Employers in Potsdam on Friday declared the breakdown of talks between the two sides. If a solution to the wage dispute can't be reached through arbitration, Germany could face crippling nationwide strikes.
"This is not acceptable," Verdi chief Frank Bsirske told a press conference. "We did not see progress on an offer. We were told to accept an extension of the working week as a pre-condition for an improved offer."
Mediators for any future talks will be former Baden-Württemberg premier Lothar Späth and former Hanover mayor Herbert Schmalstieg.
Verdi represents more than 1.3 million workers in the public sector and is fighting to get an 8 percent increase in salary or an additional €200 ($300) per month. Authorities have proposed a five percent increase over two years, along with an extension of the work week from 38.5 hours to 40 hours.

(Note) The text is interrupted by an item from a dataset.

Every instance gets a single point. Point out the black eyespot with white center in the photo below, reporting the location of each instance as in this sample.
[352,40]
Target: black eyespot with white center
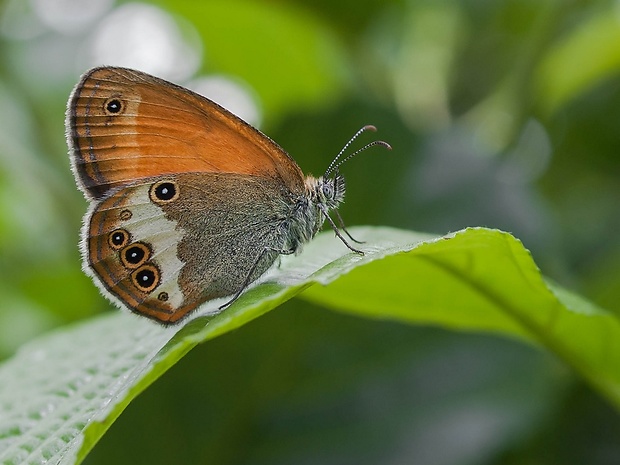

Workers across the country in various public sector jobs, including day care workers, airport employees, waste collectors, and public transport workers ramped up pressure on employers, staging warning strikes in the last week.
Another strike in a long-running dispute between German train driver's union GDL and Germany's national railway operator Deutsche Bahn will likely start on Monday, paralyzing the country's train traffic. GDL has staged a series of warning strikes since summer, but is frustrated that agreements the union made with Deutsche Bahn afterwards have yet to be finalized.